Why it happens: Timed pressure can feel defeating, especially if progress slows. Fix: Celebrate attempts, not just scores. Remind children that every session — even a tough one — is building the brain.


Fun Practice Methods Beyond the Screen

While Hit the Button is excellent, combining it with offline practice makes learning even more powerful.

At home:

  • Stick times tables posters in the bathroom or bedroom — passive exposure works
  • Use a kitchen timer and quiz your child verbally at the dinner table
  • Play “fastest finger” — call out a maths fact and see who in the family answers first

In the classroom:

  • Display a “Table of the Week” and test pupils at the start and end of the week
  • Run a two-minute Hit the Button maths session on the interactive whiteboard as a class warm-up
  • Pair pupils and have them quiz each other using flashcards before a game session

Real-life applications:

  • Shopping maths — ask your child to calculate 4 items at £3 each while in the supermarket
  • Cooking — double or halve a recipe together, turning it into a live maths challenge
  • Sport scores — calculate cumulative scores during a match using multiplication

You can also practise number bonds, division facts, doubling and halving, and square numbers alongside your Hit the Button game sessions for a well-rounded maths routine.

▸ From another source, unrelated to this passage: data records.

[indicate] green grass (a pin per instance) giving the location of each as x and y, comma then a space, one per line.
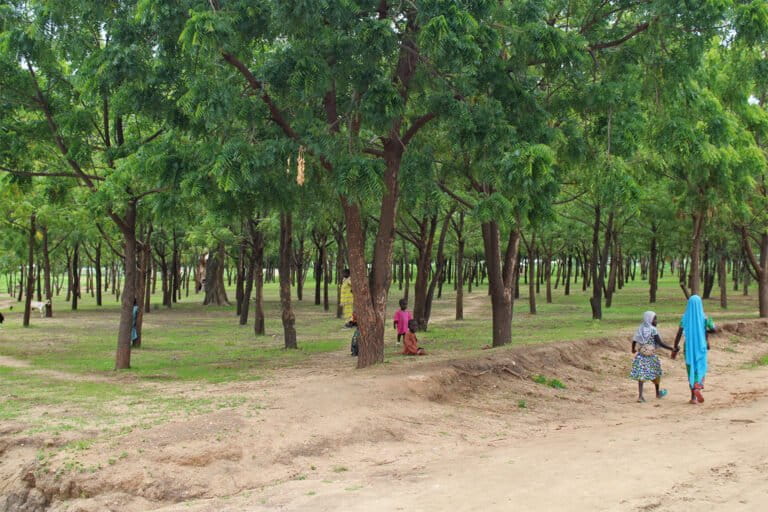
190, 343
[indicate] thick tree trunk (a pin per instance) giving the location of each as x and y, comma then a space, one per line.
339, 235
128, 229
371, 299
653, 266
215, 293
501, 279
30, 271
286, 245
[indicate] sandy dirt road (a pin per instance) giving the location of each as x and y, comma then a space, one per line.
662, 455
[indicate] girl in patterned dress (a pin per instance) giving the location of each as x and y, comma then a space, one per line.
646, 365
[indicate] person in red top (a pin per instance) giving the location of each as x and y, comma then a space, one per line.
402, 317
411, 344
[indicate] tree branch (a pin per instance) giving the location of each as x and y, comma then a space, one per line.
417, 125
617, 42
109, 242
51, 174
455, 197
275, 113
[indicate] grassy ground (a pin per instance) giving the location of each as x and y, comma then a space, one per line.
193, 344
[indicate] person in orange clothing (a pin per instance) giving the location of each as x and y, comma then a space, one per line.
411, 344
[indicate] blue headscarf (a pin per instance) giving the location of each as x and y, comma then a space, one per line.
695, 340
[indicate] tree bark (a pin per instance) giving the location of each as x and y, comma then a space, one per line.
47, 275
215, 293
128, 229
286, 246
258, 250
698, 229
245, 301
460, 242
501, 279
30, 271
75, 275
440, 264
532, 275
653, 266
759, 266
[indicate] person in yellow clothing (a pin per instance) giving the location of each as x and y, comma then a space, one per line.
347, 298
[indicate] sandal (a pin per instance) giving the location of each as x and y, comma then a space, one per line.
697, 393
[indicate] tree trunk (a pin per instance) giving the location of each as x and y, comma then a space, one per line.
30, 271
75, 275
759, 266
722, 279
612, 274
215, 293
599, 263
47, 275
548, 276
286, 246
128, 229
653, 266
245, 301
695, 278
532, 275
423, 244
258, 300
242, 265
440, 264
459, 228
501, 279
97, 264
339, 235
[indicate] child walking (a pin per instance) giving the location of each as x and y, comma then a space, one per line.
646, 364
411, 344
402, 318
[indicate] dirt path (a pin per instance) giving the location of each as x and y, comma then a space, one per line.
665, 456
475, 434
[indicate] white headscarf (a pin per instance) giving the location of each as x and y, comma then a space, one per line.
646, 329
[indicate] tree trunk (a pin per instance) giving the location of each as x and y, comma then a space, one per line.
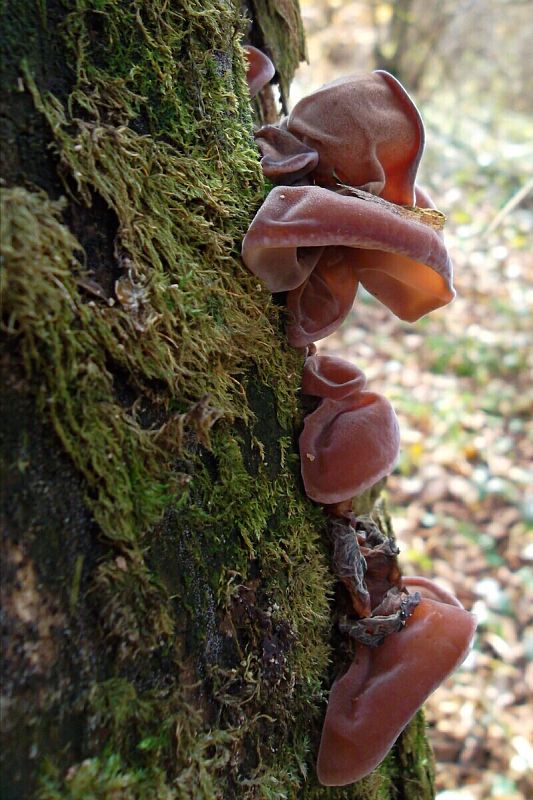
167, 585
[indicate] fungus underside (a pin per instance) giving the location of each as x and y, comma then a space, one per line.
156, 126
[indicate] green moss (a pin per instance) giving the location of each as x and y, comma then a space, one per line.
173, 392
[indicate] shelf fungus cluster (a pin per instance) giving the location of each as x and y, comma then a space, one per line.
345, 210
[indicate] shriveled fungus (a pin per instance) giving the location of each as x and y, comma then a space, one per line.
384, 687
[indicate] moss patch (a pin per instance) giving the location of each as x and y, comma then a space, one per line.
197, 625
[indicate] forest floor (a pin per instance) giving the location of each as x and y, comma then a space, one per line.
462, 494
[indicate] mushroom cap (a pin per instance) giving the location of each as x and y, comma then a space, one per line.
400, 259
430, 589
384, 687
365, 131
331, 377
285, 159
321, 304
260, 69
351, 440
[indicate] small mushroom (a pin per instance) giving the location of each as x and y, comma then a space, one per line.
351, 440
260, 70
399, 258
285, 159
385, 686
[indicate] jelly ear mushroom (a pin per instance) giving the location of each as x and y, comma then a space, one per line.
367, 132
285, 159
351, 440
320, 305
385, 686
395, 254
260, 69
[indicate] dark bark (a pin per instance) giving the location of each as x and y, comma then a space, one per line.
166, 583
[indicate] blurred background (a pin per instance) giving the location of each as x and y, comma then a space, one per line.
461, 378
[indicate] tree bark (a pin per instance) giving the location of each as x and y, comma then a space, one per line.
167, 585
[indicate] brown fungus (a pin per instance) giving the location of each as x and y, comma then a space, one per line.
351, 440
384, 687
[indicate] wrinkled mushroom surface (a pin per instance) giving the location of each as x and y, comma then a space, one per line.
384, 687
365, 131
318, 236
321, 244
351, 440
260, 70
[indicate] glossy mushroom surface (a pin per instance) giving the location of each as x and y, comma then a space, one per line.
351, 440
260, 69
345, 240
365, 131
384, 687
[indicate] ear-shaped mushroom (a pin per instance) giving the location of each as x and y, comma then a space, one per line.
285, 159
367, 133
397, 257
384, 687
351, 440
430, 590
260, 70
320, 305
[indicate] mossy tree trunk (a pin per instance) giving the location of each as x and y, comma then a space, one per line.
167, 585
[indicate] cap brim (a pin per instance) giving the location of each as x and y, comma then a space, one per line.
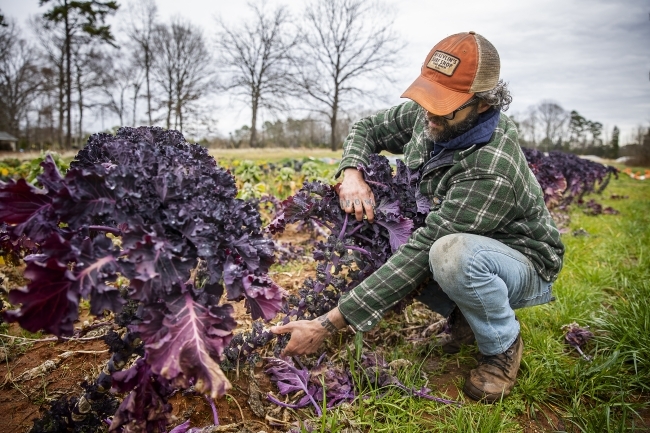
435, 98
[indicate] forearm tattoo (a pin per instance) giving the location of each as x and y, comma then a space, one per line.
327, 324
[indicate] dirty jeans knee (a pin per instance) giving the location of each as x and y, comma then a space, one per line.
487, 279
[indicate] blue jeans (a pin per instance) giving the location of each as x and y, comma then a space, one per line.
487, 280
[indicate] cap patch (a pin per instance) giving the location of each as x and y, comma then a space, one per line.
443, 63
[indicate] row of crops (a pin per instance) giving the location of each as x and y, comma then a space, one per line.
157, 237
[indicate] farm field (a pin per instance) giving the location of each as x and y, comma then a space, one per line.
605, 286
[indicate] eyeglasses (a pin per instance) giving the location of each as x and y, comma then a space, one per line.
451, 115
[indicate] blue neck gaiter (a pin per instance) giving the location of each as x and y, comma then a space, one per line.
481, 133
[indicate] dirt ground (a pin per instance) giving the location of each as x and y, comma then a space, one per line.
25, 393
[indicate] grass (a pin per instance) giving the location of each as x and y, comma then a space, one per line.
605, 284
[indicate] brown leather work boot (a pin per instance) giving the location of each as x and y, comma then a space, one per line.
460, 333
496, 375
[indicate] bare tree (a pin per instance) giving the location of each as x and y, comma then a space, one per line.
120, 83
182, 68
20, 78
53, 45
257, 60
90, 67
552, 118
348, 43
143, 15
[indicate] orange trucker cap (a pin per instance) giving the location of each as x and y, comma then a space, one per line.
456, 68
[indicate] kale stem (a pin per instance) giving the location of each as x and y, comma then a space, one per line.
345, 225
107, 229
357, 228
215, 415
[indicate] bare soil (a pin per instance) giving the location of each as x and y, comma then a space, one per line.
25, 394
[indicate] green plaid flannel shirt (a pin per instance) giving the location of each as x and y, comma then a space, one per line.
487, 190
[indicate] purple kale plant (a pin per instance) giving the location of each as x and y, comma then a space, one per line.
322, 381
148, 206
354, 249
565, 177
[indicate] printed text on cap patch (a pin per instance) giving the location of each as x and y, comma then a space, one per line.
443, 63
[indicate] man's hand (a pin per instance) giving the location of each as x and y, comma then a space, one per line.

Practise This Skill Using Hit the Button

If you want to see real improvement — quickly — there is one tool that consistently delivers results for KS1 and KS2 children: Hit the Button.

The Hit the Button game is designed specifically for primary school learners. It covers:

  • Times tables (2× through to 12×)
  • Division facts
  • Number bonds (to 10, 20, and 100)
  • Doubling and halving
  • Square numbers

What makes press the button maths so effective is the combination of speed, accuracy, and immediate feedback. Children know instantly whether they are right or wrong, and the score system gives them a clear goal to beat.

Unlike passive revision, the game puts children in an active, pressured state — which is precisely when the brain encodes information most effectively.

Parents love it because there is no setup required and children return to it willingly. Teachers value it because it maps directly onto curriculum objectives and the Year 4 MTC format.

Whether you call it push the button maths, hit the butten, or simply the button game — the learning it delivers is real, measurable, and enjoyable.

Start with five minutes today. The results will speak for themselves.


Practice Questions

Try these questions yourself — or use them to quiz a child before or after a game session.

Questions:

  1. 6 × 7 = ?
  2. Half of 64 = ?
  3. 9 × 8 = ?
  4. Number bonds: 37 + ? = 100
  5. 12 × 11 = ?
  6. Double 45 = ?
  7. 48 ÷ 6 = ?
  8. 7 × 7 = ?
  9. Half of 130 = ?
  10. Number bonds: 56 + ? = 100
  11. 8 × 9 = ?
  12. 144 ÷ 12 = ?

Answers:

  1. 42
  2. 32
  3. 72
  4. 63
  5. 132
  6. 90
  7. 8
  8. 49
  9. 65
  10. 44
  11. 72
  12. 12

Expert Tips for Parents and Teachers

For parents:

Start sessions when your child is alert — not tired. Evening game sessions after a long school day will produce weaker results than a short morning burst.

Avoid making practice feel like punishment. Frame it as “let us see how fast you can get today” rather than “you have to do your tables.”

Do not compare your child to classmates. Their competition should only ever be their previous score.

For teachers:

Use Hit the Button as a low-stakes assessment tool. Running the same activity twice — once at the start of a unit and once at the end — gives you a clear, visible record of progress.

Incorporate game time into morning registration or transition periods. Even three minutes of focused hit the button times tables practice at the start of a lesson improves engagement for the lesson that follows.

Consider using mixed-table mode from Year 3 onwards to prepare children for the randomised format of the MTC well in advance.


Advanced Insight: The Science Behind Why Speed Games Work So Well

Most articles tell you that practice makes perfect. What they do not explain is why speed-based practice works better than standard revision.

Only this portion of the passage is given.